13 Colum. J. Eur. L. 427 (2007)
Amanda Lee Wetzel. J.D. and Master en Droit Candidate at Columbia Law School and Universitd Paris-I Pantheon, Sorbonne, 2008; LL.M. in Human Rights Law (with Distinction), The Queen’s University of Belfast School of Law, 2003; B.A. in International Politics with Interdisciplinary Honors in Geography, The Pennsylvania State University, 2002.
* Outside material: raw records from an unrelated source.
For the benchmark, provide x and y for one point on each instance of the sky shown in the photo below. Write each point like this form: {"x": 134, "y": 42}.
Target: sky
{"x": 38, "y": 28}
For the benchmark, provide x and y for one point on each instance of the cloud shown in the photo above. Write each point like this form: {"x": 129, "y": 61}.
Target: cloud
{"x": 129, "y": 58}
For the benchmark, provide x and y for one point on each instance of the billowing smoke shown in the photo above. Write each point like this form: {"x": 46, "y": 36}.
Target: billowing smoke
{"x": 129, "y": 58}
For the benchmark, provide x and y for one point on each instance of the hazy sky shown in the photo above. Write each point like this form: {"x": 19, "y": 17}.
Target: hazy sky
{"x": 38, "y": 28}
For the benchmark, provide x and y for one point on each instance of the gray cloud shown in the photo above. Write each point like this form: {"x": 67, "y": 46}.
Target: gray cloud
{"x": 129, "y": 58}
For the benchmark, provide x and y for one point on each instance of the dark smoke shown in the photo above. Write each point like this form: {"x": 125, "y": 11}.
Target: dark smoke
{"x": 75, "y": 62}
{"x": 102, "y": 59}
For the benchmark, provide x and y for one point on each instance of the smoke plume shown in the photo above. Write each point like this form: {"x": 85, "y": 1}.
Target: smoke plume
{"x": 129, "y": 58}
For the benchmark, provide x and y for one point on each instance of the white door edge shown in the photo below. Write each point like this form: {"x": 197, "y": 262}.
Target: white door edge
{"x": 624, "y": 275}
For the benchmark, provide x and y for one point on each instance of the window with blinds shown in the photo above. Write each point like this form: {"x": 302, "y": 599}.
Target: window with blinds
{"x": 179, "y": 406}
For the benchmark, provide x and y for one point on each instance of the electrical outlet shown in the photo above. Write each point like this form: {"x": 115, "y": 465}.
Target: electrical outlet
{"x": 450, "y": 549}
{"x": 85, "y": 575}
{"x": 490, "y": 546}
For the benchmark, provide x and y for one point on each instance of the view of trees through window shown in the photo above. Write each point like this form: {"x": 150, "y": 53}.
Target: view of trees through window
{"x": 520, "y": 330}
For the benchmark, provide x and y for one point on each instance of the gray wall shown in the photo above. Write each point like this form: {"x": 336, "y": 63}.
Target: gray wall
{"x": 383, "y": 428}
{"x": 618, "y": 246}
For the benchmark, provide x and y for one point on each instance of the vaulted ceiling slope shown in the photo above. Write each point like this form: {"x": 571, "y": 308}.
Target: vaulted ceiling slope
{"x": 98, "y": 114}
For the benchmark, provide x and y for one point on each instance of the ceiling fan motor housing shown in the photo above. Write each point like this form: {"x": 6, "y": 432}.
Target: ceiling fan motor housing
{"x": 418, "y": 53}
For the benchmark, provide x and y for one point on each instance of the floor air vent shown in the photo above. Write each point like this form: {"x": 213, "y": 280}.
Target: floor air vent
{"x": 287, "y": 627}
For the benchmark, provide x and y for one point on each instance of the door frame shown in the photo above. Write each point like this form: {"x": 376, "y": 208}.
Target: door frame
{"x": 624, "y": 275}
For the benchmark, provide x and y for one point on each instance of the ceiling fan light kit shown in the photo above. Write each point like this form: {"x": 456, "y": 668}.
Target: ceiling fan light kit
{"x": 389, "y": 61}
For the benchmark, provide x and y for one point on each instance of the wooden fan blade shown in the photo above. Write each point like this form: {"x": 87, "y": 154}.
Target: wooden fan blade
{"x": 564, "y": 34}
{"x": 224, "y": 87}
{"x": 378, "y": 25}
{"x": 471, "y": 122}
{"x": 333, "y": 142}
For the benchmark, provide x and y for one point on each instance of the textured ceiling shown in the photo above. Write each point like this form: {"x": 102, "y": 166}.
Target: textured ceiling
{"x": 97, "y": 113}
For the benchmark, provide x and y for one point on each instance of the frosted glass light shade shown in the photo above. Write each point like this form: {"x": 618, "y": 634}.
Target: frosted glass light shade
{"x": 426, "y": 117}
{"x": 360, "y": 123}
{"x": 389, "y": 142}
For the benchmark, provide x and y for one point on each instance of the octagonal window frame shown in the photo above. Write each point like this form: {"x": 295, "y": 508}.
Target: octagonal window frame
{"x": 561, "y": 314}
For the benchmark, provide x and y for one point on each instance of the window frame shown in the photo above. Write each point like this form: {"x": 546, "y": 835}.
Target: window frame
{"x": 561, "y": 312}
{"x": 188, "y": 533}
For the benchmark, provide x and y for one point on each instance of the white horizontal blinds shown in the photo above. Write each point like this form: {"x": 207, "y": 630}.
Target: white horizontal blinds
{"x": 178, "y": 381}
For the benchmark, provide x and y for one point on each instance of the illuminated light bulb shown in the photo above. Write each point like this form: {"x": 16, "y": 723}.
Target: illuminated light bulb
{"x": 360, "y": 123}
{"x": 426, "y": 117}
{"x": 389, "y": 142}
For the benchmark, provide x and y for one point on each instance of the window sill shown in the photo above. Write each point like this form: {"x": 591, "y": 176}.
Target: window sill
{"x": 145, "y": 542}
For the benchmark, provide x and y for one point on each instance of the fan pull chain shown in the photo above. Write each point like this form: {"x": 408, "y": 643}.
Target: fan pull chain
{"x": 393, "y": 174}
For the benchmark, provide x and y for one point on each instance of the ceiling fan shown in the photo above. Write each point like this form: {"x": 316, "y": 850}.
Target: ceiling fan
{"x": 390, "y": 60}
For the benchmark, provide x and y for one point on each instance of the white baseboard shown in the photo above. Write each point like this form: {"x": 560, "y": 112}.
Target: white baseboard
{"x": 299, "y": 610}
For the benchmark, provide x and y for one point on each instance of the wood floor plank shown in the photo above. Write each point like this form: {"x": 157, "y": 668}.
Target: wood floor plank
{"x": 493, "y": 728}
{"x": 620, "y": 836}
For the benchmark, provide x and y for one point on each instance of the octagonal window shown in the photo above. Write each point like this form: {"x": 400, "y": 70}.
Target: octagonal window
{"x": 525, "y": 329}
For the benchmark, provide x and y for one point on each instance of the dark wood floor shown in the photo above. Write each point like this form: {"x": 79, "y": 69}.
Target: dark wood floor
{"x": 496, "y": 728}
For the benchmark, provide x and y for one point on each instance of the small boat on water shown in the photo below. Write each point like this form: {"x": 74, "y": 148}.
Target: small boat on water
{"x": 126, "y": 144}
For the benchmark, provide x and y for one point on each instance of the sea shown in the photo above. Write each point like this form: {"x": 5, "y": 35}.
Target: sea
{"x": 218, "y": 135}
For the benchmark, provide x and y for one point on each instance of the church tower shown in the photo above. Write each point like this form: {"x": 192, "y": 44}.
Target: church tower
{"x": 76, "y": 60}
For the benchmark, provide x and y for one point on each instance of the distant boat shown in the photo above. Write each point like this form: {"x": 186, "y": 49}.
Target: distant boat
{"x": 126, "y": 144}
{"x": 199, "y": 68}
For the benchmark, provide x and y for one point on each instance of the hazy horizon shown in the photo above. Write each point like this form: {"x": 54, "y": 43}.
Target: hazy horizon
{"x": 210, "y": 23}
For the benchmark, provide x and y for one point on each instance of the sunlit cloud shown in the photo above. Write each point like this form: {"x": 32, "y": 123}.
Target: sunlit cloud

This Note evaluates the conflict resolution role of national human rights institutions (NHRIs) in divided societies through case studies of the Northern Ireland Human Rights Commission (NIHRC) and the Bosnia and Herzegovina Office of the Human Rights Ombudsman (BiH-HRO). A NHRI’s conflict resolution role is the manner in which is endowed with and uses its mandate to address distinct human rights issues associated with the particular circumstances of a conflict. The mandate and structure of European NHRIs should comply with the requirements of the United Nation’s Paris Principles and are also guided by Council of Europe recommendations. Although some political conditions in post-conflict Northern Ireland and Bosnia and Herzegovina are similar, the level of civil society and judicial development were divergent when the NIHRC and the BiH-HRO were formed Correspondingly, the NHRIs took the different forms-Northern Ireland gained a human rights commission through the Belfast Agreement and Bosnia and Herzegovina gained a human rights ombudsman through the General Framework Agreement. Although both institutions initially exhibited a conflict resolution role appropriate for the needs of their respective societies, this Note advocates that post-conflict NHRIs should be considered on an evolving continuum with strong quasi-jurisdictional functions attributed initially to institutions in societies with weak judiciaries. As civil society and post-conflict judicial systems develop, NHRls should evolve to emphasize a revised conflict resolution role with an organizational structure and work priorities such as human rights education and monitoring that are characteristic of human rights commissions like the NIHRC. While recognizing that the Bosnia and Herzegovina and Northern Ireland institutions are imperfect, this Note concludes that their diverse conflict resolution functions may inform the organizational structure and mandate of other post-conflict NHRIs.